(ライターブログ)ダヴィッド・ディ・ドナテッロ賞の「ドナテッロ」って!?

華麗なるダヴィデ【映画の中のアート #17 】

日本で公開されるイタリア映画の予告編などを観ると、よく「ダヴィッド・ディ・ドナテッロ」受賞作、という言葉を耳にしますね。イタリア版「アカデミー賞」とも呼ばれるこの賞。2018年に第62回を迎え、最近の作品賞では2018年度『愛と銃弾』アントニオ&マルコ・マネッティ監督、2017年度『歓びのトスカーナ』(パオロ・ヴィルツィ監督)、2016年度『グランドフィナーレ』(パオロ・ソレンティーノ監督)などなど。ほか、『皆はこう呼んだ、鋼鉄ジーグ』や『いつだってやめられる』シリーズなども各賞を受賞しています。

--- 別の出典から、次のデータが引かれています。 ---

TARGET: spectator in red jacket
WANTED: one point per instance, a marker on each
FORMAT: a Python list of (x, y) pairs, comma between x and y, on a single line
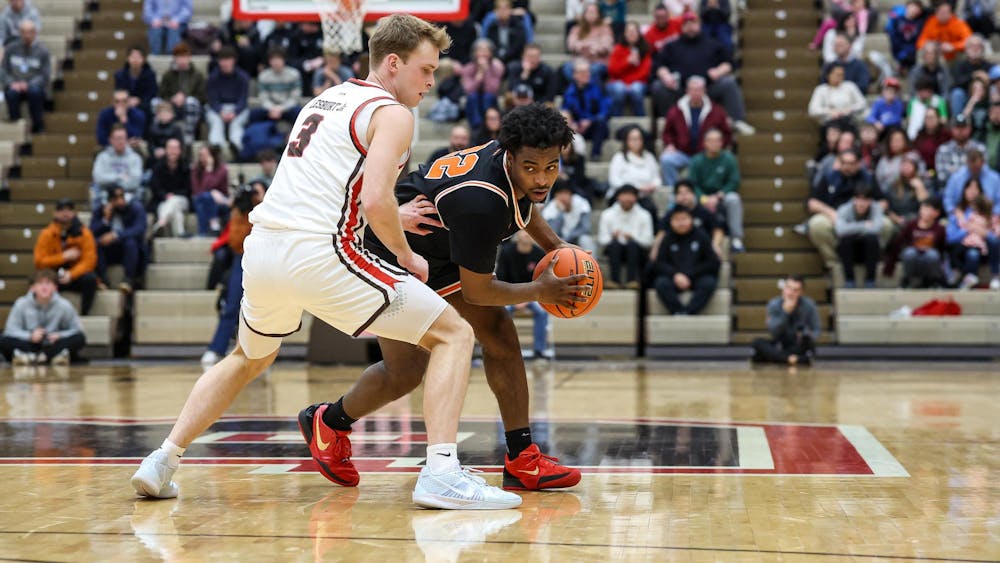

ところで、この「ダヴィッド・ディ・ドナテッロ」ってどのような意味なのか知っていますか?日本語で言えば「ドナテッロのダヴィデ」。そう、受賞者に送られる像がまさにそれなのです。ダヴィデは、のちにイスラエルの王となる、旧約聖書に登場する人物ですね。彼はまだ羊飼いだった少年の頃、敵であるぺリシテ人のゴリアテを投石で倒した英雄。絵画や彫刻では、切り落としたゴリアテの首とセットで表されることが多いですね。ですので、勝利者(受賞者)に送られる像としてはふさわしい英雄だと思います。じゃあ、ドナテッロって……? 今回はそのあたりをご紹介したいと思います。

ドナテッロ「ダヴィデ」

ドナテッロ(ドナート・ディ・バルディ)は初期イタリア・ルネサンスを代表する彫刻家。1386年頃にフィレンツェで生まれ、1466年に亡くなっています。ミケランジェロが1475年生まれなので、大体どれくらい前か分かりますね。ドナテッロのダヴィデは大理石のものとブロンズのものがありますが、ドナテッロ賞の像は後者の「ダヴィデ」(制作時期1430年代)です。詳しく見てみましょう。長髪の華奢な少年が剣を手にし、兜を付けた男の首を左脚で踏みつけています。右脚に重心をかけたコントラポストで、腰に左手をあてた勝利のポーズは、甘美なあどけなさを感じます。しかし、身に付けているのが帽子と脛当てのみというのは不思議ですよね。今で言えば、帽子と靴下だけであとは裸ってことですよ……なんか気恥ずかしくないですか? そして多くの人はこう思うのではないでしょうか。「ミケランジェロのダヴィデと違いすぎる」と。

ミケランジェロ「ダヴィデ」

そうなのです。後世の私たちには、あまりにもミケランジェロの作ったダヴィデ像(1504)の印象が強すぎるのです。が、そもそもの「ゴリアテを倒したダヴィデ」は羊飼いの少年であり、投石器で石を投げただけで敵を倒すなんて「まさか!ありえない!」んですよ。そのミラクルが起きたからこそ、彼は英雄であり神のご加護が働いたとも言えるわけです。だから少年の姿というのがデフォルトで、敵を倒した後の勝利の姿がダヴィデのイメージとしては先行していたのです。もうひとつ、ドナテッロの作品の後に作られたヴェロッキオ(1435頃-88)のダヴィデ像(1470年代)を見てみましょう。

ヴェロッキオ「ダヴィデ」

こちらはすらっとした短髪の美少年で(服は着ていますが)、足元にはやはり敵の首が転がっています。実はこのヴェロッキオはレオナルド・ダ・ヴィンチの師匠としても知られる人物で、このダヴィデはレオナルドがモデルではとも言われています。……と、言うことはですね。筋骨隆々の青年がこれから倒そうとする敵を睨み付けるミケランジェロのダヴィデが当時いかに革新的だったかということが、お分かりいただけるかと思います。